Of course, rapid response times and effective emergency care for cardiac, stroke, and other acute patients remain the fundamental performance metric and responsibility of EMS.
However, the EMS leaders promoting EMS 3.0 want to position emergency medicine as an integral component of value-based care by building on existing innovative programs that demonstrate the expanded potential of EMS. The National Academy of Sciences recently recommended that Congress and the Department of Health and Human Services “implement mechanisms that ensure the inclusion of EMS as a seamless component of healthcare delivery rather than merely a transport mechanism.” Advocates for broadening the role of emergency medicine believe EMS can help achieve the Triple Aim of healthier people, reduced spending, and an improved patient experience.
In nurse triage programs, emergency dispatchers and nurses use medically-approved protocols to identify low acuity calls – those involving minor injury, flu-symptoms, and chronic pain – and route patients to the appropriate care location. In some cases, nurses have arranged for a taxi to transport a patient to their primary care physician or have assisted callers in setting up mail-order prescriptions. A 2015 study found that nurse triage programs in Fort Worth, Texas and in Louisville, Kentucky together saved $1.2 million because of directing patients away from the ED. Moreover, 91.2 percent of patients reported satisfaction with the service.
Additionally, other programs are leveraging EMS practitioners and vehicles to provide in-home patient care and education through mobile integrated health and community paramedic (MIH-CP) services. These programs aim to prevent hospital readmissions, assist patients with chronic conditions, and steer patients toward appropriate care centers such as primary care offices and substance abuse clinics. Many of these programs began by identifying frequent 911 callers, evaluating their needs, and developing appropriate services. For example, paramedics may take blood glucose measurements, change a wound dressing, and provide diabetes screening and education. A survey by the National Association of EMTs (NAEMT) found that 81 percent of surveyed programs that had existed for at least two years reported reduced costs, 911 use, and ED visits.
Challenges exist for these programs. Obstacles include laws that restrict EMS to exclusively a response and transport service, scope of practice and educational restrictions that limit the procedures EMTs and paramedics may perform, resistance from home health workers who worry MIH-CP programs threaten to duplicate their services, and, of course, funding.

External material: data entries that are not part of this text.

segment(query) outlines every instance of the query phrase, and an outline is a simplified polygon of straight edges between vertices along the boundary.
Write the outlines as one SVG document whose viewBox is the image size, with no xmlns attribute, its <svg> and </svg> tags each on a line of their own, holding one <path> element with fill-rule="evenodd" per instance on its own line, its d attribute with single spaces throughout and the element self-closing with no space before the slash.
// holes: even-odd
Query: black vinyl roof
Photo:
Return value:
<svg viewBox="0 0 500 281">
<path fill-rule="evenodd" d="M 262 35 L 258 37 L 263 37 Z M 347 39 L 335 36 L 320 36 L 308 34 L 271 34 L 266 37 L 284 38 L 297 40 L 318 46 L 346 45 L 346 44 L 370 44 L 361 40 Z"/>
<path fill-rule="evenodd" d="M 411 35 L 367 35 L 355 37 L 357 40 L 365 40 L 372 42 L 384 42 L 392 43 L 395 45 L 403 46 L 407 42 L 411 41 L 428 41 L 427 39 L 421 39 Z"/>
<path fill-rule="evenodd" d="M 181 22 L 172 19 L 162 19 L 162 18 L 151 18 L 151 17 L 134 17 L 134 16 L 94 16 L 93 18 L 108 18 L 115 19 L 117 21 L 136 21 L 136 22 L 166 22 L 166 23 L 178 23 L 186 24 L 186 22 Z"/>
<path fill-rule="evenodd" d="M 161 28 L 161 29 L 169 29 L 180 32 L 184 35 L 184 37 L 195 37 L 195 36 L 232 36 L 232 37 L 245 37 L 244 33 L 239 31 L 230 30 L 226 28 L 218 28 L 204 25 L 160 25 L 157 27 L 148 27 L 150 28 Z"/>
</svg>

Still, NAEMT believes these types of programs can cement emergency medicine’s inclusion in value-based care. In response to the proposed Medicare Access and CHIP Reauthorization Act (MACRA) legislation, NAEMT encouraged the Centers for Medicare and Medicaid Services (CMS) to consider developing an alternative payment model (APM) for MIH-CP programs. Though MIH-CP programs may not yet be candidates for APMs, NAEMT’s letter indicates emergency medicine’s commitment to value-based care. Moreover, now that the first performance period for MACRA has begun, NAEMT can work to align new or existing programs with the criteria for APMs.

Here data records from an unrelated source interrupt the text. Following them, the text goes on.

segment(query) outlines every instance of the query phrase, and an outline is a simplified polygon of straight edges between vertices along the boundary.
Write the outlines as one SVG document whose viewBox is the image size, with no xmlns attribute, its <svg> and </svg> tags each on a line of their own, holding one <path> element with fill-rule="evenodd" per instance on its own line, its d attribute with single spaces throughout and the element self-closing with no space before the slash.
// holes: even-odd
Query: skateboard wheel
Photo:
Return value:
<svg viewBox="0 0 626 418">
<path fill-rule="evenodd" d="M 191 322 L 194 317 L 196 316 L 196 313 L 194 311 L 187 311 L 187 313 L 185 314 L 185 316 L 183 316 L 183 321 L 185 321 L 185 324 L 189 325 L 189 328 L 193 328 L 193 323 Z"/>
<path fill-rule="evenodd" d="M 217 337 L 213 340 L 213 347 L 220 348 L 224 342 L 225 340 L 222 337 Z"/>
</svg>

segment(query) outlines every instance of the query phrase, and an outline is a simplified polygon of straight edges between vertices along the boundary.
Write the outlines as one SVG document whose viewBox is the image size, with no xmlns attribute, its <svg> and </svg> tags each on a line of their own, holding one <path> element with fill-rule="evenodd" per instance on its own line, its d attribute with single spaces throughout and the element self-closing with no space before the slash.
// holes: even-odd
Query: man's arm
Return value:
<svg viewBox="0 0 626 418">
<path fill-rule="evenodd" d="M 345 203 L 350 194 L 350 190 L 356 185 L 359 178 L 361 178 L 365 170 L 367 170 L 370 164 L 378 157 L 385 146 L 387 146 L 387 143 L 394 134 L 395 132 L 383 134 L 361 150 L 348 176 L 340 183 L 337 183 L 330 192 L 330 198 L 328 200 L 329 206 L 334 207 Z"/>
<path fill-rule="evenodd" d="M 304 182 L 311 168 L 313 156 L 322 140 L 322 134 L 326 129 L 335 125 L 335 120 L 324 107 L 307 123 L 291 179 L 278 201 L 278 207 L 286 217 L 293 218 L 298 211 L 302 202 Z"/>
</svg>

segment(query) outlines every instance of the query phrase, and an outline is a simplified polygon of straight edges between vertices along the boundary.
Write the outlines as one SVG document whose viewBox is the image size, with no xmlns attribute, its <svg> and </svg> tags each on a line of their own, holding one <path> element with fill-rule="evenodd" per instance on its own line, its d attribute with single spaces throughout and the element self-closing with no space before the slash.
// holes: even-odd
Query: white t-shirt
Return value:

EMS 3.0 seeks to transform emergency medicine into a service that both reacts to, and works to prevent, acute emergencies and that is integrated into the health care system transitioning to value. Indeed, existing nurse triage and MIH-CP programs exemplify many of the elements of successful value-based programs through their reliance on community assessments, multidisciplinary care coordination, and a commitment to improving patient outcomes while decreasing costs.